Incision and drainage is primary therapy for furuncles, other abscesses, and septic joints and should be done routinely. If you are unsure whether pus is present, aspirate the lesion with an adequately sized needle and syringe.

Pharmacological Management

Several agents serve as alternatives to beta-lactams for outpatient SSTIs when oral MRSA activity is needed: clindamycin, tetracyclines (doxycycline and minocycline), trimethoprim-sulfamethoxazole (TMP-SMX), rifampin (only in combination), and linezolid.

Clindamycin is FDA-approved for serious S. aureus infections. It is not specifically approved for MRSA but has been used widely for SSTIs, with reports of success against CA-MRSA. Doxycycline is FDA-approved for S. aureus skin infections but not specifically MRSA; the long-acting tetracyclines doxycycline and minocycline appeared adequate for MRSA SSTIs caused by tetracycline-susceptible isolates in a small case series, though data did not support use in invasive infection. TMP-SMX is not FDA-approved for any staphylococcal infection, but case reports describe success against S. aureus including MRSA; in a CA-MRSA skin infection series in Los Angeles, California, prompt resolution occurred in six (50%) of twelve patients on double-strength TMP/SMX alone (plus incision and drainage) and in all six patients treated initially with TMP/SMX plus rifampin. Linezolid is FDA-approved for complicated skin infections and hospital-acquired MRSA pneumonia in adults.

Nursing Management

Nursing Assessment

Take a health history and document any allergies. Assess the patient's skin daily to confirm the treatment is not causing an adverse skin effect.

Nursing Diagnosis

Based on assessment, the major diagnoses are: Risk for infection related to inadequate primary defenses; Impaired skin integrity related to swelling and redness that may break the skin; Acute pain related to an infected open wound; and Impaired social interaction related to isolation.

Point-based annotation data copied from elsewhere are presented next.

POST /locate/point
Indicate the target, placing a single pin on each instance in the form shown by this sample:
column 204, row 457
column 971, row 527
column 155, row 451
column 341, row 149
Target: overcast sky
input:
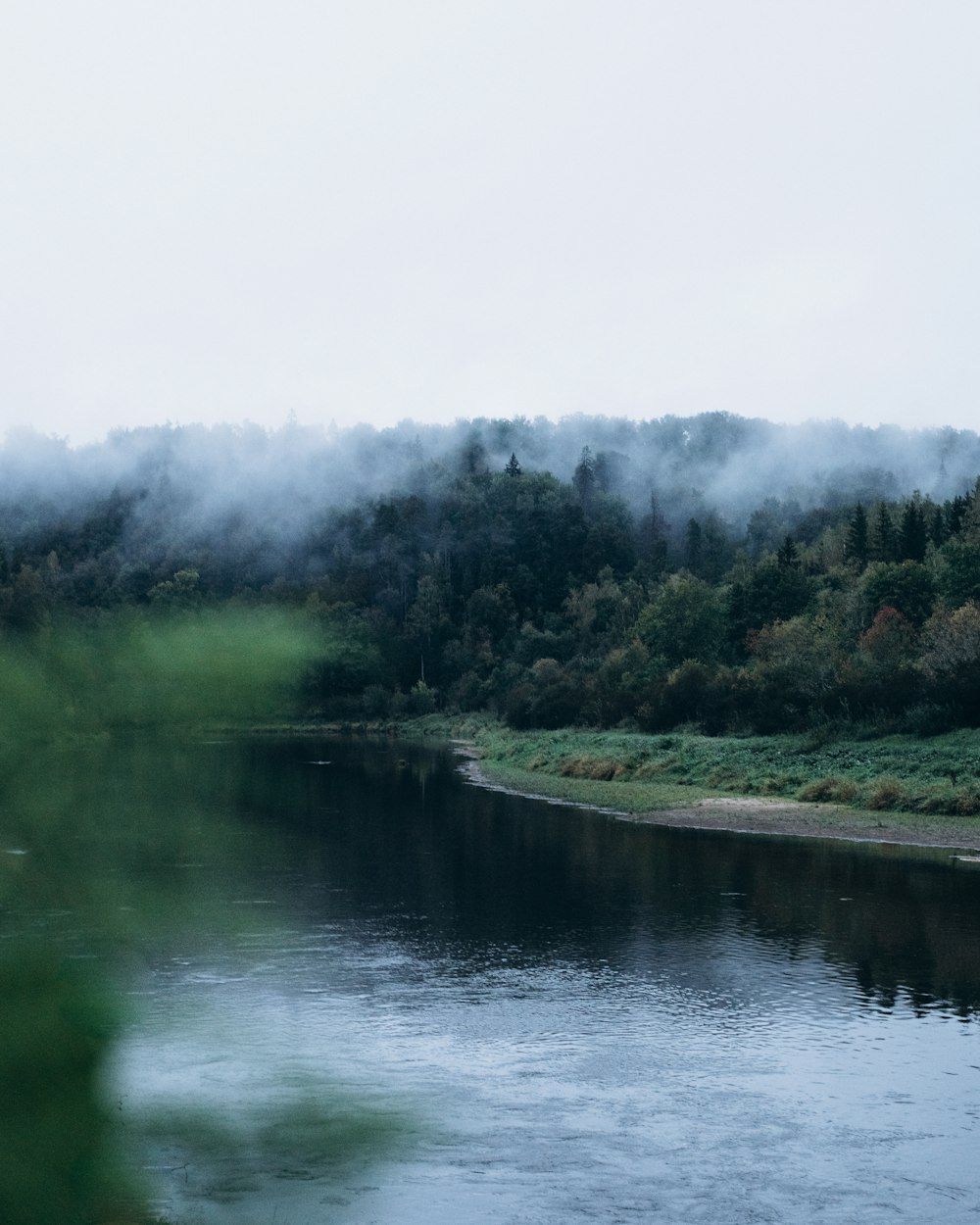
column 229, row 210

Nursing Care Planning and Goals

Ensure isolation and contact precautions, enforce strict hand hygiene and PPE use, keep the environment clean, and prevent the spread of infection.

Nursing Interventions

Isolation and contact precautions. Isolate the patient in a side room, keep the door closed, and keep the contact precaution sign visible.

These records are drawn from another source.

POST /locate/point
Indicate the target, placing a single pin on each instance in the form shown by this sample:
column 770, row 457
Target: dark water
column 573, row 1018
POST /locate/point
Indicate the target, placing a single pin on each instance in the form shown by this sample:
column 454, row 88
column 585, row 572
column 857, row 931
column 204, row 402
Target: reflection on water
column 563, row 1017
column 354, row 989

Hand hygiene. Follow the WHO 5 moments for hand hygiene using soap and water or alcohol gel as appropriate. Offer the patient hand hygiene opportunities, keep their fingernails short and clean, and have visitors decontaminate hands before and after visiting.

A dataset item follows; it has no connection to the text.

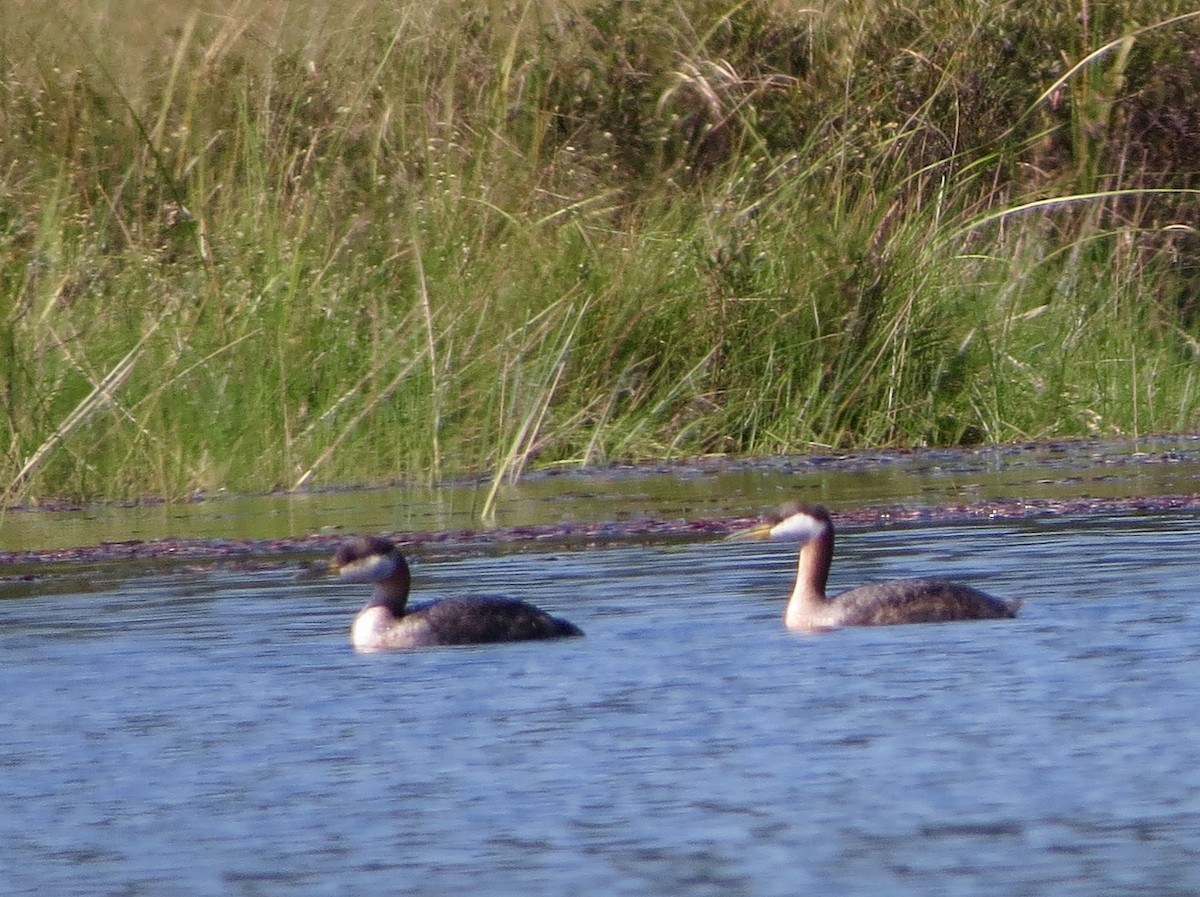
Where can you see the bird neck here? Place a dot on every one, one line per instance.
(811, 573)
(391, 593)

PPE. Wear a plastic apron and gloves before entering the patient's area. Wear PPE for contact with the patient, environment, and equipment, ask visitors to wear PPE if visiting another patient, keep PPE on while removing used equipment, and discard it in a clinical waste bin before leaving.

Environmental cleaning. Use disposable mops and cloths, keep lockers and tables clear to ease cleaning, change curtains if applicable, and have domestic staff use a Chlorine Based Product (CBP).

Equipment decontamination. Provide designated equipment for the patient's own use where possible, clean removed equipment with Tristel, keep items in the room to a minimum, discard all unused disposable items once the patient is discharged, and wash removed cutlery normally.

Monitor for infection. Check lab results and vital signs, especially temperature, every shift, document clearly in medical and nursing notes, and report significant results to the nurse in charge or medical team.

Evaluation

Goals are met when isolation and contact precautions are maintained, hand hygiene and PPE use are enforced, the environment stays clean, and the spread of infection is prevented.

Documentation Guidelines

Document individual findings and behaviors, cultural and religious beliefs and expectations, the plan of care, the teaching plan, responses to interventions and teaching, and progress toward outcomes.